Yeah, how about that austerity plan, eh? Nothing like cutting back in order to grow, is there? In other dangerous Government intervention news: Hong Kong real estate prices could fall 25-30% over the next two years, and that’s the good news, write analysts at Barclays. In a "hard landing" scenario, prices could collapse 35-45%. The process may be under way, with transactions falling for 9 consecutive months and prices off 3% from June-August amidst rising mortgage rates and government policies aimed at cooling the property market..
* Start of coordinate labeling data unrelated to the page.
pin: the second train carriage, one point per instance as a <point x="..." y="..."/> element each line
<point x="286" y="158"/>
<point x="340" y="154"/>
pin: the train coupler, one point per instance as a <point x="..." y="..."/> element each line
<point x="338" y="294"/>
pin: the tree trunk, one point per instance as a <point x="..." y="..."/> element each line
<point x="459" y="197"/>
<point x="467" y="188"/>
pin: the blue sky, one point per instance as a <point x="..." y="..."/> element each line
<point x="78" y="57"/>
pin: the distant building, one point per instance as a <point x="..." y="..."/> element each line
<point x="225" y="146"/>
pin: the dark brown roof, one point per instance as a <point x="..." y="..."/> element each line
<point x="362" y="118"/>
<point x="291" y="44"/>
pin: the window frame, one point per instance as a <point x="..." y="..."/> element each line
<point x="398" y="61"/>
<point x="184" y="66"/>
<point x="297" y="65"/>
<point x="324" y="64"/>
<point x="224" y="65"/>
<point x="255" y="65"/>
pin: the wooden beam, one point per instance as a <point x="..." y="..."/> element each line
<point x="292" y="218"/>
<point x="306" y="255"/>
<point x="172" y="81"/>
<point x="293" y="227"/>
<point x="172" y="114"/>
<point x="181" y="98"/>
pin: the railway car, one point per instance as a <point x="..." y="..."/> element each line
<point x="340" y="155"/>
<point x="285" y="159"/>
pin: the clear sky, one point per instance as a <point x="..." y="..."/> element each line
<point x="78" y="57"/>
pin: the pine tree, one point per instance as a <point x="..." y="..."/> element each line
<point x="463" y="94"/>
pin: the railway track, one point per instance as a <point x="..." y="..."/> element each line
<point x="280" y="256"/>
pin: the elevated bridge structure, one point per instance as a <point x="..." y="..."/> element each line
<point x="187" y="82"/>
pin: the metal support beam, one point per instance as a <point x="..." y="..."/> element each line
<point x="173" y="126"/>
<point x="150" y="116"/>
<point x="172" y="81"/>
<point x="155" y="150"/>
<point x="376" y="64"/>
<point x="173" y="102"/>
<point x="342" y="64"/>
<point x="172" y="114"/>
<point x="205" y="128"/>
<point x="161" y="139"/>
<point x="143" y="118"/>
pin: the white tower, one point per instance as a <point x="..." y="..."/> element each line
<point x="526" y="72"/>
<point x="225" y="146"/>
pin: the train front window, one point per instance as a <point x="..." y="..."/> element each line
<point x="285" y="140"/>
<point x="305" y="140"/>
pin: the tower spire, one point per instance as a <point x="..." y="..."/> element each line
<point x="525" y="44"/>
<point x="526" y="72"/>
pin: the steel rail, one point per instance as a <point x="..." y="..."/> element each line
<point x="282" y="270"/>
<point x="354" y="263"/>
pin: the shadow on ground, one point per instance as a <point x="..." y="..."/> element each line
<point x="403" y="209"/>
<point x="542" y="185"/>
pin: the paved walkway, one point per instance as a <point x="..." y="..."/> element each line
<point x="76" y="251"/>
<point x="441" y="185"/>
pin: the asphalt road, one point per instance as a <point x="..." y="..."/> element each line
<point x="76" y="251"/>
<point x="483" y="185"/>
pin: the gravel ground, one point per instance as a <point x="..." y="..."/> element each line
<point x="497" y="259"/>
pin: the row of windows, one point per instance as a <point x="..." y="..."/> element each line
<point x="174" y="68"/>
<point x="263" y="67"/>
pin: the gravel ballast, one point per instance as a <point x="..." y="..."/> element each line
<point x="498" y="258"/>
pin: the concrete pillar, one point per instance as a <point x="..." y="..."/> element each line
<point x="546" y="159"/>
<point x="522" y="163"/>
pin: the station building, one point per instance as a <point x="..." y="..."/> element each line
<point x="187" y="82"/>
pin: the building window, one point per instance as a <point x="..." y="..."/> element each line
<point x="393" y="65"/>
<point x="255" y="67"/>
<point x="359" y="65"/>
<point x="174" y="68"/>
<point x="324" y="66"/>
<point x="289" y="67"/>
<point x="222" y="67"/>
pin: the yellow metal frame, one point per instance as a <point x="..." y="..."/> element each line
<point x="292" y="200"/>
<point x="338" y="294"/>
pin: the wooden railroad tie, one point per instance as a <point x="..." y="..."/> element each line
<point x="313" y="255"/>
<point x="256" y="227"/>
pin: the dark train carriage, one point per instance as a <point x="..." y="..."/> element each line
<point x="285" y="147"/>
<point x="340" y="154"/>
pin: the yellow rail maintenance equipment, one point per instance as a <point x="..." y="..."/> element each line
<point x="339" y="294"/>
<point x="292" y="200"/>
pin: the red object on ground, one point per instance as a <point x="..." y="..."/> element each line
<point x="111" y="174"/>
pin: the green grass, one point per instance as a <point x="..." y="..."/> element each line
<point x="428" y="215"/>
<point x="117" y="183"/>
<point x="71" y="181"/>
Even as I write this (9:05) Italian bond yields are spiking even higher with the 10 year now at 6.32% – well over the 6.23% hit during the early-August panic. German Bund yields are moving the opposite way, with the 10 year Bund spread now at 454 basis points. Italian shares are down 7% at lunch and the DAX is down nearly 6% with the CAC down 5.36% – UGLY!Our own futures are in free-fall so congrats to all of our bears as this is going to be very exciting but horrible for the economy if all that effort to put the EFSF together ends just day’s later in a massive reversal. We’ll be layering our bearish plays, just in case – but also taking those profits off the table if we find any support and looking for some nice, upside plays into the sell-off. Unfortunately though, we’re back to counting on The Bernank to pull a rabbit out of his hat to save the markets.